だが俺は、すぐ視界に入ってきた、昨日まではなかったものの存在に驚きを隠せなかった。
「えっ……? これって……」
それはチャイルドシートだった。
昨日は座席になかったはずのチャイルドシートが、わざわざ二台も取り付けられていた。
「えっ? えっ? これ、まさか今日の……双子のためだけに?」
それ以外考えられないと分かっていながらも、俺は思わず月宮先輩に確認せずにはいられなかった。

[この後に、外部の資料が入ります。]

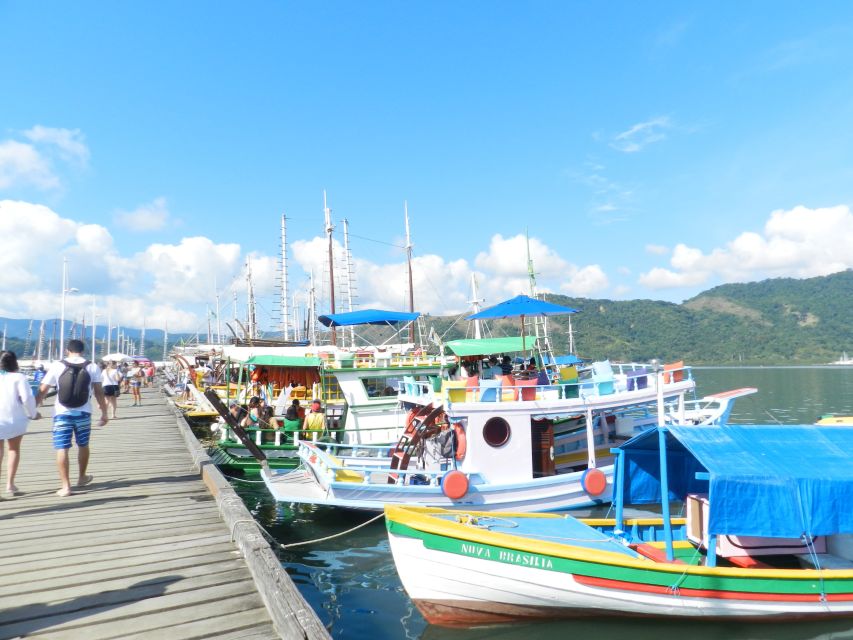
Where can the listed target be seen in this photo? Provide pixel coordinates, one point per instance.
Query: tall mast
(165, 341)
(285, 311)
(329, 229)
(250, 301)
(349, 276)
(409, 263)
(218, 316)
(531, 274)
(311, 320)
(93, 328)
(475, 303)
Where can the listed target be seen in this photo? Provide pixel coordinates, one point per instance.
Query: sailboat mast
(285, 311)
(349, 275)
(475, 303)
(409, 264)
(329, 229)
(312, 333)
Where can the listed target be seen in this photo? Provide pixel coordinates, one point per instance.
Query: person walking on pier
(17, 407)
(76, 380)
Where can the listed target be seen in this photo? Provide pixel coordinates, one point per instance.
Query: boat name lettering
(476, 550)
(525, 559)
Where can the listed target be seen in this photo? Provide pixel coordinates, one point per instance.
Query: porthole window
(496, 432)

「もちろんだ。昨日は突然で準備できなかったが、二人の安全を守るためには必要だろ?」
真剣な顔で腕と足を組む月宮先輩は、俺が驚いている理由が理解できないといった様子で表情を変えないため、俺は焦ってしまう。
「い、いや……。たしかに安全に越したことはないですけど……。そ、そうかもしれないですけど……」
(これは絶対に高いって! それに、こんな高級車で送迎される月宮先輩レベルのお金持ちが、レンタルとかで済ませるわけがない!)

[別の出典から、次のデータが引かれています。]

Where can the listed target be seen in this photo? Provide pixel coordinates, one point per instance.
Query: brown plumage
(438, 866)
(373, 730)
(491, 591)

車のチャイルドシートの相場は知らないが、まるで飛行機のファーストクラスのような、車の内装に引けを取らないチャイルドシートの素材とデザイン。
流行やブランド品に疎い俺でも、高いことは見ただけでわかる品物だった。
「ねー、ねー、乗ってもいい?」
「いーい?」
双子は待ち遠しそうに、その場で我慢出来ずに何度も足踏みをして、俺の制服の裾を掴んで引っ張った。
「ま、待った……。ここは冷静にいかないと……。まず、汚さないようにタオルを敷いて靴を脱いで……」
取り付けられてしまっているものは仕方がないと割り切った俺は、慌てて双子のリュックからタオルを取り出そうとする。

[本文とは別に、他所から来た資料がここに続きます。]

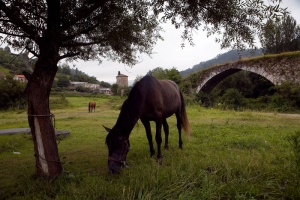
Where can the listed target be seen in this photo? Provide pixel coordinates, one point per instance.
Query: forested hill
(230, 56)
(11, 64)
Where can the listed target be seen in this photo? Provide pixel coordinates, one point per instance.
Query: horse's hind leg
(179, 130)
(166, 130)
(158, 141)
(149, 136)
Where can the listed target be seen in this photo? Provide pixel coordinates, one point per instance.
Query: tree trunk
(40, 119)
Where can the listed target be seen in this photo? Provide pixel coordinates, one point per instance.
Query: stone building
(122, 80)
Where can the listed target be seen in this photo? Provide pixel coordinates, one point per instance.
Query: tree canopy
(281, 36)
(89, 29)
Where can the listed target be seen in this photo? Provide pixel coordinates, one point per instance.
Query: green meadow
(229, 155)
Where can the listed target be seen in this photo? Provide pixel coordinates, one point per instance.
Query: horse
(92, 106)
(149, 100)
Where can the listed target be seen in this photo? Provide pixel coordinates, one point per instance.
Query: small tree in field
(53, 30)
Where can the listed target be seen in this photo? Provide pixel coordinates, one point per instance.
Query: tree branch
(17, 21)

「一体何をブツブツ言っているんだ。遅刻するぞ? 二人のことは、運転手に任せておけば大丈夫だ」
「あ……えっ……?」
「わーい!」
俺がリュックを漁りながら慌てふためいているうちに、玲央は運転手さんに抱っこされ、チャイルドシートへあっという間に座らせられてしまった。
「まおも、まおもー」
自分の順番を今か今かと待っている真央が、俺の制服の裾を待ち遠しそうに引っ張る。
「はぁー……」
(もう、諦めるか……)
俺は全て諦めて深い溜め息をつくと、真央を抱っこした。
「よーし、真央。順番なー」
「はーい!」
玲央のチャイルドシートのセッティングがあっという間に終わると、真央を運転手さんに預け、俺も車に乗り込んだ。